Im Rahmen unseres Geschichtsunterrichtes haben wir, der Jahrgang 10, einen Tagesausflug zur Gedenkstätte des ehemaligen Konzentrationslagers Buchenwald unternommen. Der Tag war für mich eine sehr eindrückliche aber zugleich auch nachdenklich stimmende Erfahrung, die mir die Geschichte des Nationalsozialismus noch einmal anders als im Unterricht nahegebracht hat.

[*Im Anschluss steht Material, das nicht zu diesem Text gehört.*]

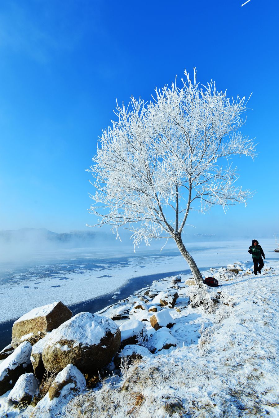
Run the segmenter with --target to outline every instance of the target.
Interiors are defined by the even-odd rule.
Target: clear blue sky
[[[277,0],[0,3],[0,230],[84,229],[85,171],[117,98],[149,99],[197,68],[229,95],[253,92],[244,131],[259,156],[240,184],[257,194],[225,215],[193,215],[199,233],[270,236],[278,224]]]

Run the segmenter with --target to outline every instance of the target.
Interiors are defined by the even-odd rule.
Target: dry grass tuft
[[[43,376],[42,381],[39,386],[38,395],[35,395],[31,402],[31,404],[33,406],[36,406],[39,401],[41,400],[48,393],[57,373],[56,369],[55,369],[51,372],[48,371],[45,372],[45,374]]]
[[[132,392],[130,393],[132,403],[134,404],[132,408],[127,412],[127,415],[131,415],[137,408],[139,408],[145,398],[142,393],[140,392]]]

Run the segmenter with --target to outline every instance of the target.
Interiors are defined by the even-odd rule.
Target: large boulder
[[[8,399],[12,402],[30,403],[39,389],[38,380],[33,373],[25,373],[20,376]]]
[[[119,329],[121,331],[121,349],[125,345],[136,344],[139,338],[144,339],[147,334],[145,324],[137,319],[126,321],[120,326]]]
[[[25,341],[0,364],[0,396],[13,387],[21,375],[32,371],[31,348],[30,343]]]
[[[14,323],[11,344],[14,348],[24,341],[29,341],[33,345],[47,332],[69,319],[72,315],[62,302],[36,308]]]
[[[96,372],[107,364],[120,345],[119,328],[105,316],[81,312],[53,330],[42,357],[46,370],[57,372],[71,363],[81,372]]]
[[[163,326],[171,328],[175,323],[167,309],[155,312],[150,318],[150,321],[151,326],[156,331]]]
[[[58,373],[48,392],[38,402],[31,416],[46,418],[65,415],[68,403],[84,390],[86,382],[83,375],[72,364],[68,364]],[[74,414],[72,416],[76,416]]]
[[[155,305],[161,305],[162,306],[173,308],[178,297],[178,294],[175,291],[168,291],[167,292],[160,292],[152,301]]]
[[[4,360],[4,359],[6,359],[12,354],[14,349],[13,347],[12,347],[11,344],[7,345],[6,347],[0,351],[0,360]]]

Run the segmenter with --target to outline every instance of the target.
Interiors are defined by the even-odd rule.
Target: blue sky
[[[247,207],[193,214],[189,232],[279,232],[279,4],[242,3],[2,1],[0,230],[93,223],[85,169],[115,99],[149,99],[195,66],[230,96],[253,92],[243,130],[259,155],[236,161],[240,184],[257,191]]]

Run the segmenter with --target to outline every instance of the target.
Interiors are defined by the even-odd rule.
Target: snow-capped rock
[[[39,388],[38,381],[33,373],[20,376],[8,397],[12,402],[30,403]]]
[[[42,354],[48,339],[51,335],[49,332],[45,337],[39,340],[32,347],[30,359],[33,367],[34,374],[39,380],[41,380],[46,372],[46,369],[43,362]]]
[[[178,340],[167,329],[158,330],[148,342],[150,351],[153,353],[157,353],[163,349],[168,350],[170,347],[176,347],[178,344]]]
[[[81,312],[54,330],[43,350],[50,372],[71,363],[81,372],[96,372],[112,359],[120,345],[119,328],[105,316]]]
[[[152,303],[155,305],[160,305],[162,306],[168,306],[169,308],[173,308],[178,297],[178,294],[175,290],[160,292],[154,298]]]
[[[145,347],[140,345],[130,344],[126,345],[120,353],[116,356],[114,359],[114,362],[116,366],[119,367],[121,364],[122,359],[126,357],[128,359],[128,364],[132,364],[132,360],[137,359],[148,359],[153,357],[149,350]]]
[[[86,382],[75,366],[68,364],[58,373],[48,392],[37,404],[33,411],[36,418],[56,418],[64,415],[63,408],[74,396],[84,390]]]
[[[129,318],[129,312],[132,305],[126,304],[114,309],[110,315],[110,318],[113,321],[119,321],[120,319],[128,319]]]
[[[119,329],[121,332],[121,345],[123,348],[128,344],[136,344],[138,342],[138,336],[143,338],[146,332],[146,327],[144,322],[137,319],[130,319],[120,325]]]
[[[13,347],[12,347],[11,344],[9,344],[0,351],[0,360],[4,360],[4,359],[6,359],[12,354],[14,349]]]
[[[162,326],[170,328],[175,323],[168,309],[165,308],[155,312],[150,319],[150,324],[155,330],[159,329]]]
[[[32,309],[14,323],[11,344],[14,348],[24,341],[29,341],[33,345],[48,332],[69,319],[72,314],[62,302]]]
[[[0,396],[13,388],[20,376],[32,372],[32,346],[25,341],[0,364]]]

Zu Beginn unseres Besuches bekamen wir eine Führung. Diese begann zunächst in einem Raum, in dem wir eine kleine Einführung in die Thematik erhielten. Außerdem wurden uns Zeichnungen der ehemaligen Insassen gezeigt. In Gruppen haben wir diese Bilder betrachtet und interpretiert. Meiner Meinung nach hat man dadurch einen sehr persönlichen Einblick in die Gefühle und Gedanken der Häftlinge bekommen, was ich besonders interessant fand. Anders als Berichte oder Texte haben diese Bilder auf eine eindringliche Weise gezeigt, wie die Menschen das Leben im Lager empfunden haben.
Anschließend führte unsere Gruppenleiterin uns über das Gelände und erklärte viele Hintergründe zur Geschichte des Lagers sowie zum Alltag der Häftlinge. Unterstützt wurden diese Informationen durch reale Bilder und Berichte, die uns zusätzlich gezeigt wurden. Ich empfand es als besonders eindrücklich die Orte des Geschehens selbst zu sehen, während wir gleichzeitig erfuhren, was dort passiert ist.
Während der Führung sahen wir unter anderem das Eingangstor des Lagers mit der Inschrift „Jedem das Seine“. Da ich die Bedeutung dieses Satzes vorher nicht kannte, fand ich die Erklärung dazu umso erschreckender, weil mir dabei bewusst wurde, wie zynisch die Botschaft in diesem Zusammenhang war. Die Überreste des Geländes und die verschiedenen Orte haben mir sehr geholfen, mir diese Zeit bildlich besser vorzustellen. Umso mehr fand ich es deshalb schade, dass nach der Befreiung der Häftlinge durch die Amerikaner ein großer Teil des Geländes abgebaut wurde.
Am Ende unseres Ausfluges hatten wir noch Zeit, das Gelände eigenständig anzuschauen oder auch das Museum zu besuchen, in dem originale Gegenstände der Häftlinge ausgestellt sind. Diese Zeit war meiner Meinung nach wichtig, um die Eindrücke in Ruhe auf sich wirken zu lassen. In dem Museum haben mich besonders die persönlichen Gegenstände, wie Kleidungsstücke oder Schüsseln, beeindruckt, da sie gezeigt haben, dass hinter den vielen Opfern einzelne Menschen mit eigenen Geschichten und Leben standen, die jedoch zu einer Gruppe gemacht wurden.
Insgesamt war der Besuch in Buchenwald für mich eine sehr wichtige und prägende Erfahrung. Vor allem hat der Besuch mich zum Nachdenken angeregt. Solche Besuche sind meiner Meinung nach sehr wichtig, damit die Erinnerung an diese Zeit erhalten bleibt und wir aus der Vergangenheit lernen, um zu verhindern, dass sich solche Verbrechen wiederholen.